[Date Prev][Date Next][Thread Prev][Thread Next][Date Index][Thread Index]

Re: [Condor-users] Parallel submission issue



Ok, here I am : 

I touched the local conf file to modify EXECUTE to be on an NFS-shared directory : now I can run MPICH2 progs on 2 different boxes.
BUT, this is not an efficient solution, as everything will be written through the network, it will slow down my simulations...

On the other side I tryed some LAM/MPI jobs : they run perfectly well on several boxes (also with the initial setup, EXECUTE is on each local HD).
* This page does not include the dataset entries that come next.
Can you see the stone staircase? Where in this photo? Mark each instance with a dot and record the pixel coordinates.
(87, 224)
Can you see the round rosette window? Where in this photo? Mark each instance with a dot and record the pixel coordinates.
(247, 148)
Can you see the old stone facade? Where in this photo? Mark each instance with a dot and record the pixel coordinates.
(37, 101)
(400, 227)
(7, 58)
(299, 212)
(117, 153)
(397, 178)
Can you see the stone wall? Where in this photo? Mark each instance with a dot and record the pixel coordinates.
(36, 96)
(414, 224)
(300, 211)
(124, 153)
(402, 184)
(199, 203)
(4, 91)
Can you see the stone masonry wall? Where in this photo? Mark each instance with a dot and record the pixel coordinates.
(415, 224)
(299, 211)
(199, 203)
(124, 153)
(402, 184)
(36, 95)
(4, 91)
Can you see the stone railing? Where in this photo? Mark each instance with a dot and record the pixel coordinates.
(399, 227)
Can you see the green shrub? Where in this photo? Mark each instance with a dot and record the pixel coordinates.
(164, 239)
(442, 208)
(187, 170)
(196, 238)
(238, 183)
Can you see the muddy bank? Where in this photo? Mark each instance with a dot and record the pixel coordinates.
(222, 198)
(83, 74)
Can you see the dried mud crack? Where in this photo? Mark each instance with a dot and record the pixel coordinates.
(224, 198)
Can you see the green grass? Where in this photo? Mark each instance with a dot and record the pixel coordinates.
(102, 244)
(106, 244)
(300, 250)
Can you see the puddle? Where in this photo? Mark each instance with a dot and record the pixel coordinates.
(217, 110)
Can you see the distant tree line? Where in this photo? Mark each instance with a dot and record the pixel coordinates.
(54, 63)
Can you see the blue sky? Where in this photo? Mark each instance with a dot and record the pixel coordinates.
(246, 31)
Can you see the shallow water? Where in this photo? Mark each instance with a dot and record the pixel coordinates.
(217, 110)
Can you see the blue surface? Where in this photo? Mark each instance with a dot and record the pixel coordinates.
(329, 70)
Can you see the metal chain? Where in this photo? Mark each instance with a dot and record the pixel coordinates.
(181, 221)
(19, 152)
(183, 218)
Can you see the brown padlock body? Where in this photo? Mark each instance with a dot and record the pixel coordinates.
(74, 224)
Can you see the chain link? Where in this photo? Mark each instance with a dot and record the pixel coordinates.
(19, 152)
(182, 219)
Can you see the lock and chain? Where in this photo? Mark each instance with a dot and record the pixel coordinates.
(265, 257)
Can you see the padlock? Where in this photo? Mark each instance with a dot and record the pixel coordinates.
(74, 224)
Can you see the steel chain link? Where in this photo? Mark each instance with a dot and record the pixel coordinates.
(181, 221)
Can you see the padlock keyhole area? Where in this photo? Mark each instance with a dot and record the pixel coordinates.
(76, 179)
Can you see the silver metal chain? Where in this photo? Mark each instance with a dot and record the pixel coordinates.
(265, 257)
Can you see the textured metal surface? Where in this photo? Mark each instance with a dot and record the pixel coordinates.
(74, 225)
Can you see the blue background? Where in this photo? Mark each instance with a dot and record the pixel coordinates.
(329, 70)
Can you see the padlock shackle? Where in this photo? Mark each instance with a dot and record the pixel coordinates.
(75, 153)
So, I can point more precisely the problem now : 
When I run programs with MPICH _or_ MPICH2 on several computers, with "EXECUTE" located locally,it fails because one box can't find the "main" dir_XXXXX where to write the output. 
If I change EXECUTE to an nfs-shared directory, runs fine (but not efficient in network resource/occupation, IMO).

Program that run with LAM/MPI run fine on several boxes, with local "EXECUTE"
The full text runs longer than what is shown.